版权所有(C)互联网协会(1998年)。版权所有。

This document and translations of it may be copied and furnished to others, and derivative works that comment on or otherwise explain it or assist in its implementation may be prepared, copied, published and distributed, in whole or in part, without restriction of any kind, provided that the above copyright notice and this paragraph are included on all such copies and derivative works. However, this document itself may not be modified in any way, such as by removing the copyright notice or references to the Internet Society or other Internet organizations, except as needed for the purpose of developing Internet standards in which case the procedures for copyrights defined in the Internet Standards process must be followed, or as required to translate it into languages other than English.

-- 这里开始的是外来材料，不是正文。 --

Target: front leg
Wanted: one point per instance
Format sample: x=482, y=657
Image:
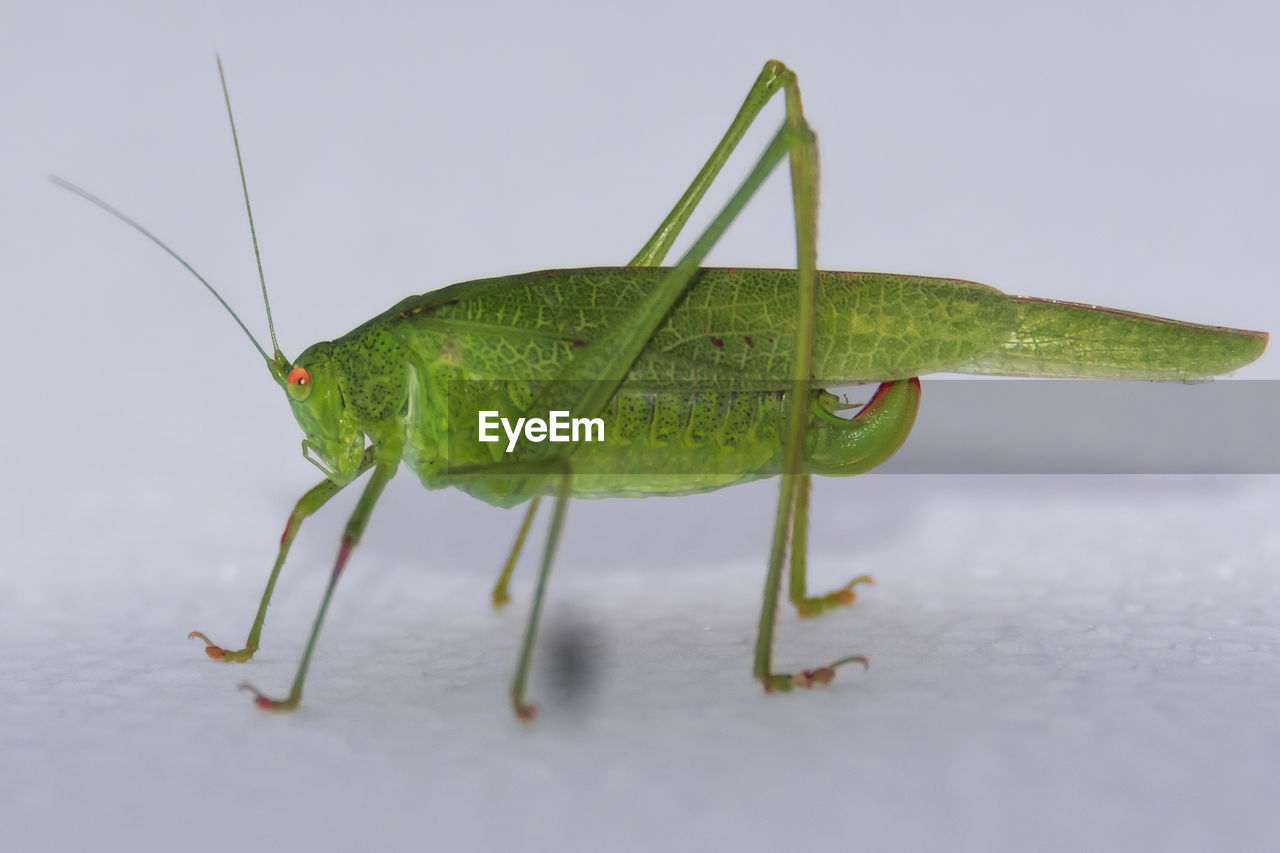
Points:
x=306, y=505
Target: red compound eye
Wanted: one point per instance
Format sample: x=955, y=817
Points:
x=300, y=383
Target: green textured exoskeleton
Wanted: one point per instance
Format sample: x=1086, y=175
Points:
x=702, y=378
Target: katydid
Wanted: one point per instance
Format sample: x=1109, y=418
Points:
x=703, y=378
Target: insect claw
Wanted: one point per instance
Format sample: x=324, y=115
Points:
x=266, y=702
x=219, y=653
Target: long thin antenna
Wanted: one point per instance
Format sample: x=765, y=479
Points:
x=252, y=232
x=127, y=220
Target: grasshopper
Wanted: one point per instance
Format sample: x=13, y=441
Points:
x=699, y=378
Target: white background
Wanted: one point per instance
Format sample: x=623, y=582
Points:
x=1055, y=661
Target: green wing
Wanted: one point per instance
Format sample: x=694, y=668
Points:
x=735, y=329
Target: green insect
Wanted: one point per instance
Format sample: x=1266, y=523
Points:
x=696, y=379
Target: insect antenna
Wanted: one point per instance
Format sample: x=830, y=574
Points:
x=88, y=196
x=248, y=209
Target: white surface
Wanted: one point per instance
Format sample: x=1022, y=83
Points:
x=1056, y=661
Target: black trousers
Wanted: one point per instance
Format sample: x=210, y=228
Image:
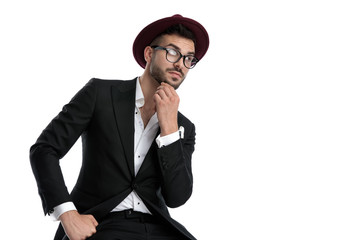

本文件及其译本可复制并提供给他人,对其进行评论或解释或协助其实施的衍生作品可全部或部分编制、复制、出版和分发,不受任何限制,前提是上述版权声明和本段包含在所有此类副本和衍生作品中。但是,不得以任何方式修改本文件本身,例如删除版权通知或对互联网协会或其他互联网组织的引用,除非出于制定互联网标准的需要,在这种情况下,必须遵循互联网标准过程中定义的版权程序,或根据需要将其翻译成英语以外的其他语言。

The limited permissions granted above are perpetual and will not be revoked by the Internet Society or its successors or assigns.

上述授予的有限许可是永久性的,互联网协会或其继承人或受让人不会撤销。

This document and the information contained herein is provided on an "AS IS" basis and THE INTERNET SOCIETY AND THE INTERNET ENGINEERING TASK FORCE DISCLAIMS ALL WARRANTIES, EXPRESS OR IMPLIED, INCLUDING BUT NOT LIMITED TO ANY WARRANTY THAT THE USE OF THE INFORMATION HEREIN WILL NOT INFRINGE ANY RIGHTS OR ANY IMPLIED WARRANTIES OF MERCHANTABILITY OR FITNESS FOR A PARTICULAR PURPOSE.

本文件和其中包含的信息是按“原样”提供的,互联网协会和互联网工程任务组否认所有明示或暗示的保证,包括但不限于任何保证,即使用本文中的信息不会侵犯任何权利,或对适销性或特定用途适用性的任何默示保证。